The next frontier to authenticate yourself is by using biometrics, which are characteristics used to verify a person's identity through a device. These characteristics are measurable traits, both physical and behavioral, that can be detected and recorded as a way to identify a person.
You Are the Password
Physical biometric features can include your fingerprint, a handprint, eye scan, and facial recognition. Behavioral traits can include voice recognition ("Hey, Siri"), how you type on the keyboard (hunt and peck or stenographer), the length of time a user spends on an individual site (like your bank) and geo-location data (where you are logging in from). These attributes are unique to individuals and therefore more reliable in verifying identity than a password, or asking what your favorite food or movie is or where you went to elementary school.
The Future of Biometrics
Many in the cybersecurity industry feel biometrics are the next wave of protection for consumers.
"We are already in the age of biometrics, and we largely have three factors to thank: smartphones, a digital-first mentality, and the failure of passwords," said Al Pascual, research director and head of fraud and security at Javelin Strategy and Research. "Today, consumers and service providers have both placed biometrics at the top of their list. Since last year consumers have held nearly every major form of biometrics in higher regard than more traditional authentication solutions like knowledge-based authentication."
Fingerprints biometrics are becoming the most common identity feature on smartphones. According to the latest research from Counterpoint, more than 1 billion fingerprint scanner-equipped phones will be shipped in 2018. The trend is being accelerated through cheaper costs to bring the feature to lower-priced phones. Meanwhile, 93% of top U.S. financial institutions already offer fingerprint scanning in their mobile applications, according to Pascual.
According to Acuity Market Intelligence, all smartphones will have at least some kind of biometric technology on board by 2019 and that same growth will extend to wearables and tablets by 2020.
Going a step further, the new iPhone X, Samsung's Galaxy S8 and other Android devices have a feature that has everyone talking—facial recognition. It's the latest evolution in the use of biometrics to verify ourselves, and the timing couldn't be better as the phones are coming out when consumers are dealing with heightened concerns over identity protection.

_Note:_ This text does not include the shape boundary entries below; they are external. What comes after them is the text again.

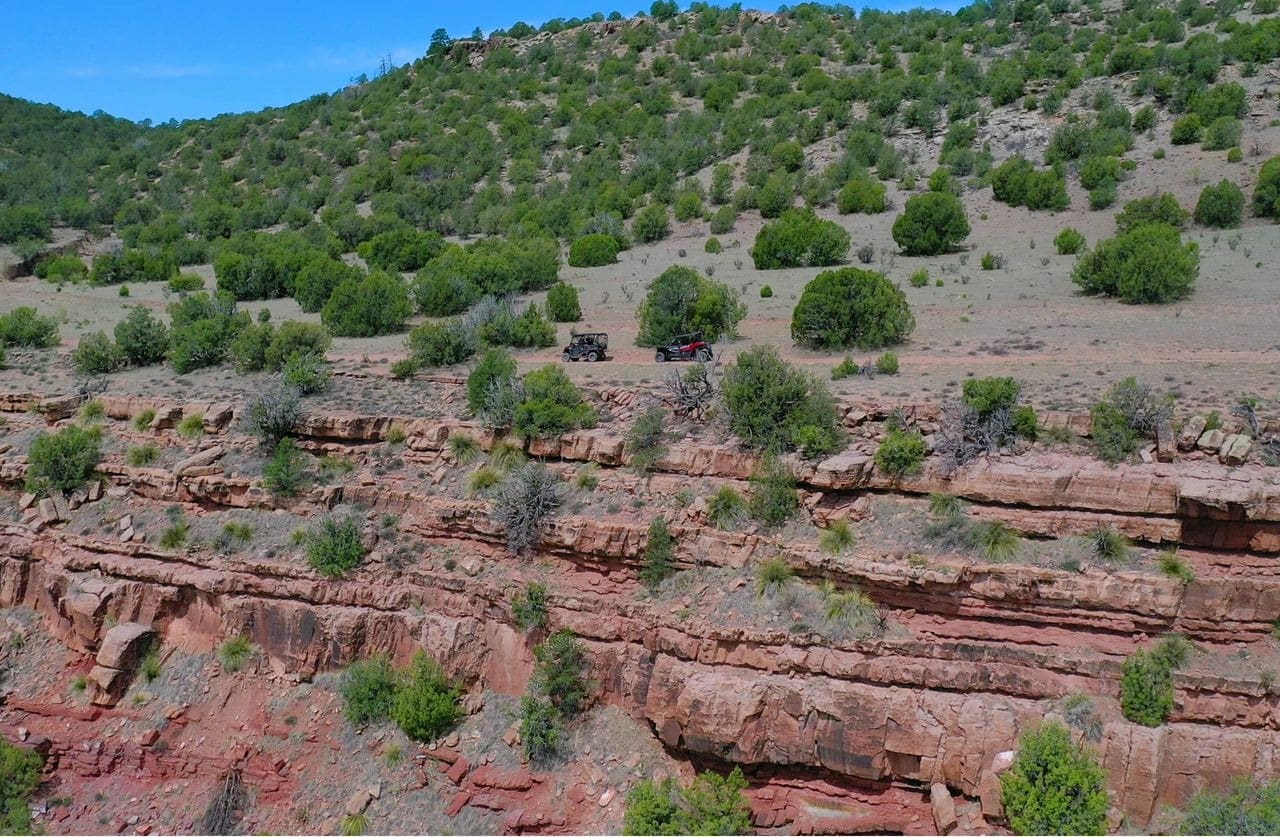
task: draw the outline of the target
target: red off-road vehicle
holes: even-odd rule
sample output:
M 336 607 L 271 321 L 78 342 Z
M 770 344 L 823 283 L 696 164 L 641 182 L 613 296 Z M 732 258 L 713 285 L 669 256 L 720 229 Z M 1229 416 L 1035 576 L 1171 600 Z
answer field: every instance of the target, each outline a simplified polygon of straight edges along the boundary
M 692 334 L 677 334 L 666 346 L 659 346 L 658 351 L 653 353 L 653 360 L 659 363 L 667 361 L 709 363 L 713 355 L 712 344 L 703 339 L 703 333 L 694 331 Z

But is this too far? Or too much like science-fiction? The new Blade Runner 2049 movie makes reference to facial recognition technology but cameras are already scanning face of citizens in China.
There were immediate privacy concerns with Apple's FaceID and even whether users would be comfortable scanning their face. "Facial recognition isn't the most favored form of biometrics among consumers but it garners more trust than a voice for sure," says Pascual. "Apple's fingerprint technology, Touch ID had a seamless nature, when it worked, that lended itself to a smooth user experience. If FaceID cannot replicate that same type of experience, then it will mostly be relegated to younger and more tech-savvy consumers."
In a recent poll from Morning Consult, only 34% of U.S. adults held a favorable view of facial recognition software. Even more pointed were U.K. consumers, where 54% thought facial recognition technology was creepy according to a poll from RichRelevance.
Will Hackers Steal My Biometric Data?
Criminals are always going to look for the weakest link in the chain. They may try to "spoof" facial recognition features using photos of you from the Internet to gain access. In fact, a German security researcher spoofed a Samsung Galaxy S8 phone using a still photo. But phone makers are making it even harder to do combining both physical and behavioral biometrics.
"Ironically, much like Social Security numbers, we are married to our biometric identifiers," Pascual says "Fortunately, biometric solution providers continue to improve their ability to detect liveness—in essence, determining that the biometric being provided belongs to a live person and is not a copy."
While no authentication system is invincible, it's a lot easier to crack a password than an identity, which is why biometrics are the next frontier in cyber security.